The internet, which humans constructed over several decades for the express purpose of humans using it, is being retrofitted for a different kind of user. The renovation is proceeding on schedule.
AWS launched a new generation of OpenSearch Serverless this week — a fully managed search and vector database redesigned from the ground up for AI agents, which, unlike humans, do not browse leisurely or linger on product pages weighing their options.
Non-human traffic will exceed human traffic sometime in the first half of 2027.
What happened
The core problem is behavioral. Human internet traffic is steady and predictable — a gentle tide of clicks, scrolls, and queries arriving at polite intervals. AI agents are less considerate guests.
They arrive without warning, spin up dozens of sub-agents simultaneously, query hundreds of databases in seconds, and disappear just as abruptly, leaving the infrastructure to wonder what happened.

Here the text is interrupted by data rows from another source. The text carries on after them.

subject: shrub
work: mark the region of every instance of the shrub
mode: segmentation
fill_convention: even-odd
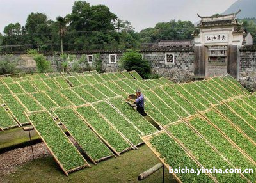
[[[52,71],[51,62],[46,60],[45,57],[35,50],[29,50],[27,53],[31,56],[36,63],[36,68],[39,72],[47,72]]]
[[[104,72],[102,60],[100,58],[99,54],[96,54],[94,56],[94,62],[93,63],[93,68],[96,70],[98,72]]]
[[[128,71],[136,70],[143,79],[150,77],[151,67],[137,51],[128,50],[120,59],[120,66]]]
[[[7,54],[3,57],[0,61],[0,74],[15,73],[17,71],[17,60],[13,55]]]

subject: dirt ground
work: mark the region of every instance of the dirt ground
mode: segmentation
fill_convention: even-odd
[[[35,159],[50,155],[44,143],[34,145],[33,147]],[[0,177],[4,175],[14,173],[19,166],[31,161],[33,161],[31,146],[1,154],[0,155]]]

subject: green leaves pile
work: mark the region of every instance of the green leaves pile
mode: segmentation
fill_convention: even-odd
[[[91,106],[79,107],[76,110],[117,152],[120,152],[131,147],[121,135]]]
[[[109,81],[111,80],[111,78],[106,73],[100,74],[100,76],[102,77],[106,81]]]
[[[47,91],[50,89],[43,82],[42,79],[31,80],[31,82],[40,91]]]
[[[132,88],[129,87],[127,84],[126,84],[124,81],[121,80],[117,80],[114,81],[115,84],[119,86],[122,89],[125,91],[129,94],[135,93],[134,90]]]
[[[61,96],[58,91],[47,91],[45,93],[61,107],[66,107],[72,105],[72,103]]]
[[[186,109],[191,115],[195,115],[196,111],[196,109],[188,102],[182,97],[179,95],[177,92],[172,86],[163,86],[164,90],[170,96],[171,96],[177,102],[179,103],[184,109]]]
[[[10,90],[14,93],[24,93],[24,91],[21,88],[21,87],[17,83],[11,83],[8,84],[8,86]]]
[[[212,80],[218,83],[223,88],[228,90],[230,93],[232,93],[233,95],[233,96],[240,95],[240,93],[237,92],[237,90],[234,90],[233,88],[232,88],[229,84],[228,84],[226,82],[221,79],[221,77],[216,77],[214,78],[212,78]]]
[[[92,159],[97,161],[113,155],[111,150],[72,109],[57,109],[54,113],[83,150]]]
[[[200,167],[191,159],[186,152],[166,134],[154,136],[150,140],[153,148],[160,153],[161,158],[172,168],[189,167],[197,170]],[[175,157],[175,158],[173,158]],[[193,173],[176,174],[182,182],[214,182],[206,174],[197,175]]]
[[[146,101],[145,103],[145,111],[159,123],[168,124],[171,123],[171,121],[161,113],[149,101]]]
[[[138,80],[143,80],[143,79],[141,77],[141,76],[140,76],[140,74],[138,74],[138,72],[136,72],[135,70],[130,71],[130,73],[136,78],[136,79],[138,79]]]
[[[78,94],[87,102],[92,103],[98,100],[95,97],[87,93],[87,92],[81,87],[72,88],[71,90]]]
[[[205,116],[221,130],[239,147],[243,149],[254,161],[256,161],[256,147],[248,138],[232,126],[226,120],[213,111],[205,113]]]
[[[134,145],[142,142],[142,134],[108,103],[99,102],[93,106]]]
[[[202,96],[204,96],[204,97],[205,97],[206,99],[207,99],[208,101],[209,101],[211,104],[218,104],[219,103],[218,100],[217,100],[212,95],[211,95],[207,92],[205,92],[206,90],[205,90],[201,89],[198,85],[196,84],[196,83],[189,83],[189,84],[186,84],[186,85],[188,86],[189,86],[190,88],[193,88],[195,91],[196,91],[197,92],[200,93]],[[189,88],[188,88],[188,90],[189,90]]]
[[[236,126],[239,127],[246,134],[256,142],[255,131],[252,129],[245,121],[234,113],[224,104],[216,106],[216,109]]]
[[[184,123],[170,125],[168,131],[172,132],[205,168],[216,169],[233,168],[234,167],[225,161],[205,141],[198,136]],[[237,173],[212,173],[219,182],[246,182]]]
[[[16,96],[29,111],[42,109],[42,107],[28,94],[17,94]]]
[[[113,81],[119,79],[119,78],[117,76],[116,76],[114,74],[113,74],[112,72],[107,72],[106,74],[108,75],[108,76],[109,76],[109,77]]]
[[[203,106],[202,104],[197,101],[195,98],[191,95],[189,93],[187,92],[179,85],[173,85],[173,88],[182,95],[183,97],[186,98],[190,103],[191,103],[199,111],[204,111],[207,109],[207,107]]]
[[[92,85],[84,85],[83,86],[83,88],[98,100],[101,100],[106,98],[106,95],[103,95],[101,92],[100,92],[98,90],[97,90]]]
[[[33,113],[29,119],[66,171],[86,164],[48,113]]]
[[[99,83],[102,83],[102,82],[105,81],[105,80],[104,80],[103,78],[101,77],[99,74],[92,74],[92,77],[94,78],[94,79],[95,79]]]
[[[245,93],[247,95],[251,95],[251,93],[250,93],[249,91],[248,91],[246,89],[245,89],[244,87],[243,87],[237,81],[236,81],[233,77],[232,77],[230,75],[227,75],[225,76],[229,81],[230,81],[232,83],[234,83],[236,86],[238,86],[240,88],[241,90],[243,90]]]
[[[54,83],[54,81],[51,79],[51,78],[47,78],[47,79],[43,79],[44,83],[47,84],[47,86],[52,90],[59,90],[60,89],[60,86]]]
[[[81,98],[76,94],[71,89],[63,89],[59,91],[63,94],[69,100],[70,100],[76,106],[80,106],[86,104]]]
[[[96,84],[93,86],[97,90],[103,93],[108,97],[113,97],[116,96],[116,94],[110,90],[108,87],[104,86],[102,83]]]
[[[0,94],[6,95],[11,93],[11,91],[4,84],[0,84]]]
[[[175,111],[180,117],[186,118],[189,115],[181,108],[177,103],[176,103],[173,99],[167,95],[162,90],[159,88],[152,88],[153,91],[157,94],[160,98],[164,100],[174,111]]]
[[[195,82],[195,84],[200,88],[199,91],[202,91],[202,90],[205,91],[211,96],[212,96],[212,97],[214,97],[216,100],[219,102],[223,100],[223,99],[220,95],[214,92],[216,92],[216,90],[212,90],[210,88],[205,85],[202,82]]]
[[[49,110],[50,108],[55,108],[58,107],[57,104],[51,100],[45,93],[38,92],[33,93],[32,95],[47,110]]]
[[[92,75],[84,75],[84,77],[86,79],[88,82],[89,82],[92,84],[95,84],[98,83],[98,81],[95,80]]]
[[[115,76],[116,76],[117,77],[118,77],[119,79],[123,79],[123,78],[125,78],[125,76],[124,76],[124,75],[122,75],[120,72],[116,72],[113,73],[115,74]]]
[[[26,92],[33,93],[36,92],[36,89],[32,85],[32,84],[28,81],[20,81],[19,82],[21,87],[25,90]]]
[[[4,107],[0,106],[0,127],[4,129],[17,126],[15,121],[12,118]]]
[[[182,87],[187,90],[188,93],[189,93],[192,96],[193,96],[197,100],[198,100],[201,104],[204,104],[205,106],[207,108],[211,107],[210,102],[208,101],[204,96],[200,95],[198,93],[196,92],[196,90],[191,88],[189,86],[189,84],[182,84]]]
[[[221,79],[225,82],[227,84],[228,84],[230,87],[234,88],[237,93],[239,93],[239,95],[245,95],[245,93],[243,92],[244,88],[243,87],[243,89],[239,87],[238,86],[236,86],[235,83],[232,82],[230,79],[228,78],[228,77],[225,76],[222,77]],[[246,90],[247,91],[247,90]],[[247,91],[248,92],[248,91]]]
[[[164,114],[167,118],[168,118],[172,122],[175,122],[179,120],[180,118],[179,116],[174,112],[172,108],[169,107],[168,105],[164,104],[161,100],[161,99],[157,97],[156,94],[150,91],[145,90],[143,91],[145,96],[148,98],[150,102],[156,106],[160,111]],[[168,123],[163,123],[163,122],[159,122],[162,125],[165,125]]]
[[[221,92],[222,92],[227,97],[234,97],[234,95],[229,92],[228,91],[226,90],[222,85],[218,84],[214,79],[208,80],[207,82],[211,83],[212,86],[214,86],[216,88],[218,88]]]
[[[23,111],[26,111],[26,109],[13,95],[2,95],[1,98],[20,123],[24,124],[28,122],[28,120],[23,113]]]
[[[88,84],[89,83],[85,79],[83,76],[76,76],[76,79],[80,81],[82,84]]]
[[[256,166],[248,160],[235,147],[227,140],[221,134],[207,121],[195,118],[190,123],[212,144],[224,157],[236,167],[245,170],[248,167],[256,170]],[[244,174],[252,182],[256,180],[256,174]]]
[[[104,84],[106,86],[108,86],[108,87],[113,91],[115,93],[116,93],[118,95],[122,95],[124,98],[127,97],[128,95],[124,92],[123,90],[122,90],[118,85],[115,84],[112,81],[107,81],[106,83],[104,83]]]
[[[67,77],[67,78],[74,86],[78,86],[81,85],[81,83],[74,76],[68,76]]]
[[[55,77],[54,79],[58,82],[58,83],[59,83],[60,86],[61,86],[62,88],[68,88],[70,87],[66,80],[65,80],[62,77]]]
[[[231,109],[236,111],[240,116],[241,116],[247,123],[251,125],[256,129],[256,123],[255,118],[249,115],[246,110],[241,107],[236,102],[229,102],[226,103]]]
[[[250,96],[252,99],[252,97],[253,97],[253,95]],[[253,105],[252,104],[251,105],[248,105],[248,104],[252,103],[251,102],[247,102],[244,101],[244,100],[240,99],[235,99],[234,100],[237,102],[240,106],[241,106],[244,109],[246,109],[247,111],[248,111],[250,113],[251,113],[253,116],[256,117],[256,110],[255,108],[253,107],[253,106],[255,106],[255,105]]]
[[[228,97],[225,95],[221,91],[220,91],[217,86],[217,87],[213,86],[210,83],[209,83],[207,81],[202,81],[201,83],[204,84],[207,87],[210,88],[212,91],[214,91],[216,94],[218,94],[220,97],[221,97],[222,99],[227,100],[228,99]]]
[[[12,79],[12,78],[10,77],[1,77],[1,79],[5,84],[10,84],[13,83],[13,79]]]
[[[121,72],[122,74],[123,74],[126,78],[128,79],[134,79],[132,76],[131,75],[130,73],[129,73],[128,71],[127,70],[124,70]]]
[[[47,78],[49,78],[49,76],[47,76],[45,73],[38,73],[38,76],[41,79],[47,79]]]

Previous cloud systems were simply not designed to accommodate guests of this temperament.
AWS's solution decouples compute from storage, allowing processing power to scale up in seconds during an agent traffic burst and then scale back to zero — meaning customers pay nothing when their agents are idle. The old serverless version required at least one instance running at all times. The machines have negotiated better terms.
Why the humans care
Cloudflare reports that bots already account for 31% of all HTTP traffic. AI crawlers, search engines, and assistants make up roughly a quarter of all bot requests. Lai Yi Ohlsen, senior product manager at Cloudflare, has placed the crossover point — the moment non-human traffic formally outnumbers human — somewhere in the first half of 2027.
Enterprises are deploying agents internally and for their customers, generating machine-to-machine traffic that no human ever sees, triggers, or particularly understands. Google announced last week that users will soon delegate tasks like travel booking and purchase research to AI agents. The humans will retain the right to approve the final decision, for now.
What happens next
The infrastructure of the internet will continue its quiet transition from a system built for human attention to one optimized for machine throughput. The humans building this infrastructure describe the timing as straightforward.
It is, in every sense, exactly that.